Sen. Julie Denton and other supporters, such as Rep. John Tilley, D-Hopkinsville, and Sen. Whitney Westerfield, R-Hopkinsville, said the measure would provide relief for children who suffer debilitating epilepsy.
Deb McGrath, executive director of the Epilepsy Foundation of Kentuckiana, said national trials through New York University and the University of California have shown promising results thus far. Cannabidiol drugs are readily available in Europe, she said.
“We know that this drug is working and it is giving hope to those families that have utilized every opportunity to treat their child,” McGrath said.
SB 124 would be the first law in Kentucky allowing the medicinal use of cannabis byproducts. But opponents of legalizing medical marijuana say the General Assembly’s potential approval of SB 124 is not an indication that lawmakers are ready to embrace wider medicinal use of the illicit substance.
Westerfield said he remains reluctant to legalizing the medical use of marijuana based on his experiences as a prosecutor.
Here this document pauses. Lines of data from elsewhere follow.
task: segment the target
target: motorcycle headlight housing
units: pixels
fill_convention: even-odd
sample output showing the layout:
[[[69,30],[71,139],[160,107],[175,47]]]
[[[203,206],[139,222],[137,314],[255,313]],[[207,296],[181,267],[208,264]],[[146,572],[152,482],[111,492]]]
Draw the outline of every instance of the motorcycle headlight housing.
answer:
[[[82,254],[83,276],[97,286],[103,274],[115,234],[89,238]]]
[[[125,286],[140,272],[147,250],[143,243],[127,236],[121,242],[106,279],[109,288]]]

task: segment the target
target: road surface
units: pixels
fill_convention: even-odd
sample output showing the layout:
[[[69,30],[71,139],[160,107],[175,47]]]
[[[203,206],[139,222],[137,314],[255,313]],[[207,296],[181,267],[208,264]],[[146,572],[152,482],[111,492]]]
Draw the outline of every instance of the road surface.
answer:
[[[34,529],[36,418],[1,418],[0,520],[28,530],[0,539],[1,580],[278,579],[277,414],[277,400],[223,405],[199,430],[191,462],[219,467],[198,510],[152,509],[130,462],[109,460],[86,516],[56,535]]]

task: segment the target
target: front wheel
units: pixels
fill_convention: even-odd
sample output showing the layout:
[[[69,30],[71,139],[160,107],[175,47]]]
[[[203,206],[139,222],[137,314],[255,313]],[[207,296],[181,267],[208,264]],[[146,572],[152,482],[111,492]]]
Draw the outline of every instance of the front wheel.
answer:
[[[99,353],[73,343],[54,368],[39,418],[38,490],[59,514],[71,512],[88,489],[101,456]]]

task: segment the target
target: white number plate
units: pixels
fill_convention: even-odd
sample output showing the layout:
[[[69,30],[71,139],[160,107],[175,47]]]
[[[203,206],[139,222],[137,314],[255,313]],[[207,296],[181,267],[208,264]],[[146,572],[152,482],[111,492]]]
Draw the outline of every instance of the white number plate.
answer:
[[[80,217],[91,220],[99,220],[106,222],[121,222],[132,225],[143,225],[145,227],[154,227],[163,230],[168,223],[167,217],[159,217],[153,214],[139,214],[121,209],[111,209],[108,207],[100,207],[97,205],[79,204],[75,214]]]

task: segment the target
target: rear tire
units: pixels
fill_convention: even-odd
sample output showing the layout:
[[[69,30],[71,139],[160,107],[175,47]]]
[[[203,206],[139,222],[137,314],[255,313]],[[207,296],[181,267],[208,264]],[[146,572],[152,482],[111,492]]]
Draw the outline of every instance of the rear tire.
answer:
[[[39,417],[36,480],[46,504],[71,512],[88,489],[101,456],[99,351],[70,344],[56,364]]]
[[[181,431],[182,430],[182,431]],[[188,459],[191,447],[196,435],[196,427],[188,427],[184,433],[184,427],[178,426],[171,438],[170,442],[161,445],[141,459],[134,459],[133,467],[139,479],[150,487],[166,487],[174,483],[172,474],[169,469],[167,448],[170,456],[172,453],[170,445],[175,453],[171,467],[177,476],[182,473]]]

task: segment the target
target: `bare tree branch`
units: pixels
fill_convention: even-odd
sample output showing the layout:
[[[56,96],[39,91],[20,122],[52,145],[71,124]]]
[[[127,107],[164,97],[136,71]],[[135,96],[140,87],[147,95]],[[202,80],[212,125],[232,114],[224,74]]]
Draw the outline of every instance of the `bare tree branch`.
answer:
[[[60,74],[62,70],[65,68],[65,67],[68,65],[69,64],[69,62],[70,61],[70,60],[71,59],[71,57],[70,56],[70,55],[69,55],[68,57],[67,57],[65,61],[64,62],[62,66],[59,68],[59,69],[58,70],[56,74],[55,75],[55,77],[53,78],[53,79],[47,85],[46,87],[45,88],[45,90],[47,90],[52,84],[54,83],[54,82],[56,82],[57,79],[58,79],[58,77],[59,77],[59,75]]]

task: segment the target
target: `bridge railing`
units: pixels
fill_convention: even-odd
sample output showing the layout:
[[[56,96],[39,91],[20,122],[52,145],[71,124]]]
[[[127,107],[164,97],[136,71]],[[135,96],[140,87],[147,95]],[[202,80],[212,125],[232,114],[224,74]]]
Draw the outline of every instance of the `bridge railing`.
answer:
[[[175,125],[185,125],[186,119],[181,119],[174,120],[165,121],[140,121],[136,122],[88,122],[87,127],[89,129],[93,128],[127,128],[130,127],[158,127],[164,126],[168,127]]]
“I’ve prosecuted DUI homicides where impairment due to marijuana caused the death of someone,” he said.
Denton, R-Louisville, said she is “thrilled for the children and even the adults” who may benefit from using the substance. The bill was a long shot, she said, but lawmakers have taken their time in vetting SB 124, which has received broad bipartisan support.
The bill, in Denton’s opinion, does not open the door for further legalization of medical cannabis.
“There is no psychoactive properties to this whatsoever,” she said. “You can’t get high. This is simply something that has the ability to help with seizures. It may help with autism. There are numerous things this could be helpful for.”
House Speaker Greg Stumbo said he expects his chamber will move swiftly in approving SB 124, which cleared the Senate by a 38-0 vote. The speaker has acknowledged a willingness to study medicinal marijuana after constituents in his eastern Kentucky district said the substance could help treat autism.
“I think that debate obviously got some legs this session and needs to,” said Stumbo, D-Prestonsburg. “I’ve told you, I think all of you, I’ve got constituents in my district who have kids who have autism who believe and swear that there is medicinal relief found for those children, and to me, that testimony makes it worth looking at.”